Human polyomavirus 7

Virus classification
- (unranked): Virus
- Realm: Monodnaviria
- Kingdom: Shotokuvirae
- Phylum: Cossaviricota
- Class: Papovaviricetes
- Order: Sepolyvirales
- Family: Polyomaviridae
- Genus: Deltapolyomavirus
- Species: Deltapolyomavirus septihominis

= Human polyomavirus 7 =

Species of virus

Human polyomavirus 7 (HPyV7) is a virus of the polyomavirus family that infects human hosts. It was discovered in 2010 and is a common component of the skin flora in healthy adults. There is limited evidence from case reports linking the virus to a skin rash occurring in immunocompromised organ transplant recipients.

==Discovery==
HPyV7 was first discovered in 2010 by rolling circle amplification, a genetic technique that efficiently amplifies and detects circular DNA, such as a polyomavirus genome. It was identified as a component of skin flora in healthy adults, along with Merkel cell polyomavirus (which can cause Merkel cell cancer) and Human polyomavirus 6.

==Taxonomy==
HPyV7 is closely related to HPyV6, which was discovered at the same time; the two viruses' genomes share 68% sequence identity. In the 2015 taxonomic update to the polyomavirus group, the International Committee on Taxonomy of Viruses classified HPyV7 in the genus Deltapolyomavirus. This genus contains four viruses that infect humans: HPyV6, HPyV7, MW polyomavirus, and STL polyomavirus.

==Prevalence==
All known human polyomaviruses are fairly common in healthy adult populations and are usually asymptomatic. In studies that profile polyomavirus seroprevalence, or prevalence of detectable antibodies against viral proteins indicating either past or present exposure in immunocompetent adults, estimates of HPyV7 prevalence have ranged from approximately 35–85%, with evidence of low prevalence among children and increasing prevalence with age. The age-dependent pattern of seroprevalence featuring a decline at around six months old is consistent with the transmission of maternal antibodies. A study of cutaneous viruses in men found prevalence of HPyV7 DNA—indicating actively replicating virus—at around 2%. Another similar study reported HPyV7 DNA prevalence at around 14%, with 10% showing persistent viral shedding over time.

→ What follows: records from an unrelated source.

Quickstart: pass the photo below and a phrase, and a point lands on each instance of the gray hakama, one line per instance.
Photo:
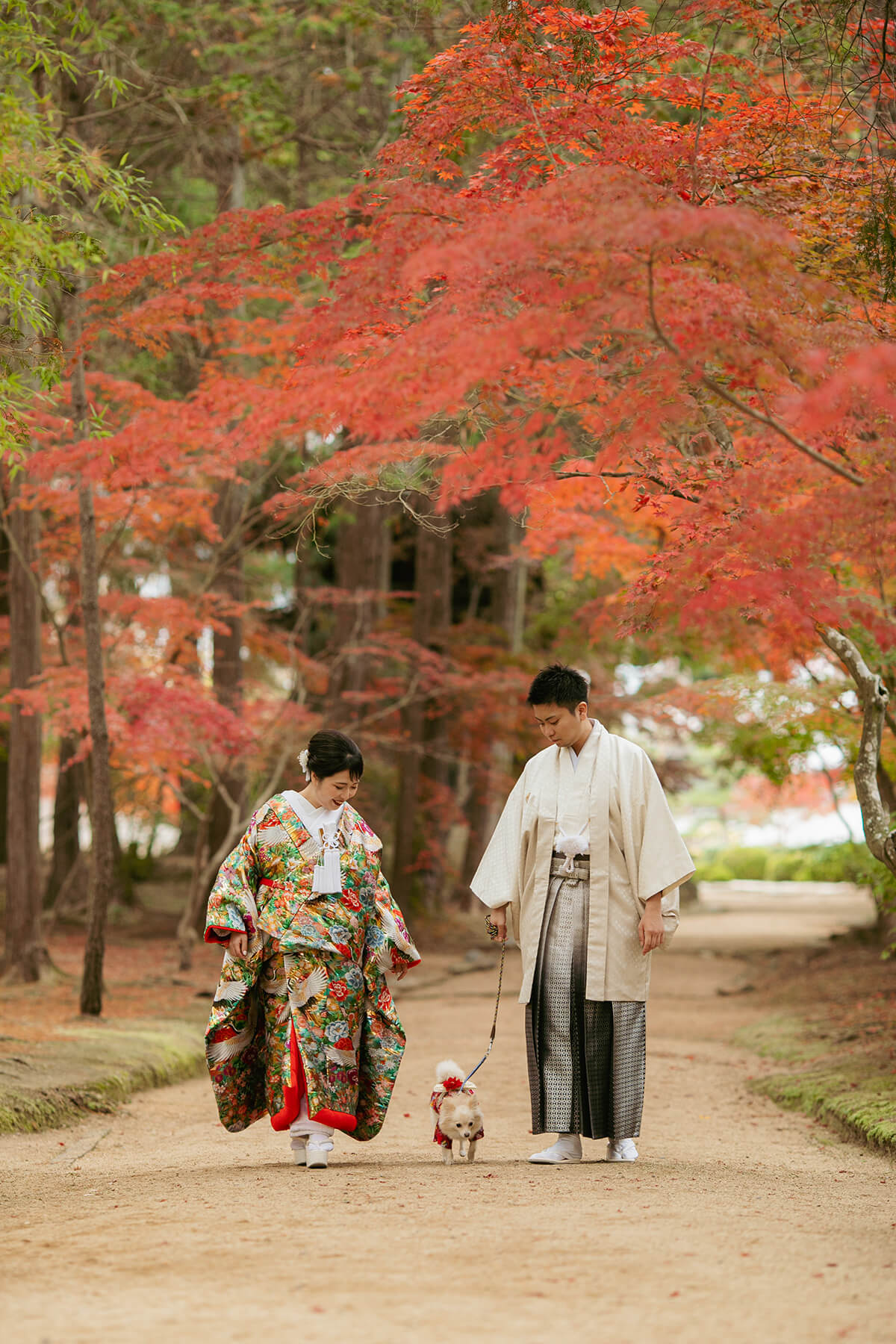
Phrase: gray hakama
(586, 1058)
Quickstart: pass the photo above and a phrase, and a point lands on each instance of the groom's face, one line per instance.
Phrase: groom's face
(559, 725)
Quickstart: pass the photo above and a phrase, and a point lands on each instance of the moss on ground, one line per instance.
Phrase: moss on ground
(860, 1107)
(856, 1095)
(94, 1068)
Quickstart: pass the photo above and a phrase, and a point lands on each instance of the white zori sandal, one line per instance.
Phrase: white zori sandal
(317, 1151)
(567, 1149)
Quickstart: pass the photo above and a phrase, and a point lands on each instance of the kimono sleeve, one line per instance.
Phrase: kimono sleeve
(655, 848)
(231, 905)
(497, 878)
(388, 944)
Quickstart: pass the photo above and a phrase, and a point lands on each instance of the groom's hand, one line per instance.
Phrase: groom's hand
(499, 920)
(650, 932)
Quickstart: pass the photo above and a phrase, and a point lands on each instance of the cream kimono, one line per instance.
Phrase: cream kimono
(635, 853)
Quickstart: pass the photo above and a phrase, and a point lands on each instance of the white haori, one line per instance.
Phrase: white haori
(323, 827)
(635, 853)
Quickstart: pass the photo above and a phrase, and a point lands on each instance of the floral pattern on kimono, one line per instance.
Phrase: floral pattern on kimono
(308, 1009)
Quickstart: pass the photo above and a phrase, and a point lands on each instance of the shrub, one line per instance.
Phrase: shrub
(746, 863)
(785, 866)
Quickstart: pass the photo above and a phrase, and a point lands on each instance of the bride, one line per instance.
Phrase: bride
(302, 1026)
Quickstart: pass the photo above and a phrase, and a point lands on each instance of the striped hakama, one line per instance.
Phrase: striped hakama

==Clinical manifestations==
As with many recently discovered human polyomaviruses, the clinical significance of HPyV7 is poorly characterized. Attempts to detect polyomaviruses in a variety of tumor types have consistently found that HPyV7 is either absent or present at very low viral loads, indicating that it is unlikely to be causally related to the tumor.

HPyV7 has been associated in case reports with a skin condition in immunocompromised patients—HPyV7-related epithelial hyperplasia—specifically lung transplant recipients on a regimen of immunosuppressive drugs. The reported skin manifestations consisted of severely pruritic (itchy) velvet-textured plaques initially interpreted clinically as drug side effects. Histological findings include viral particles contained in eosinophilic keratinocytes. Evidence of actively replicating HPyV7 was identified in affected tissue, supporting the hypothesis that the virus caused the rash.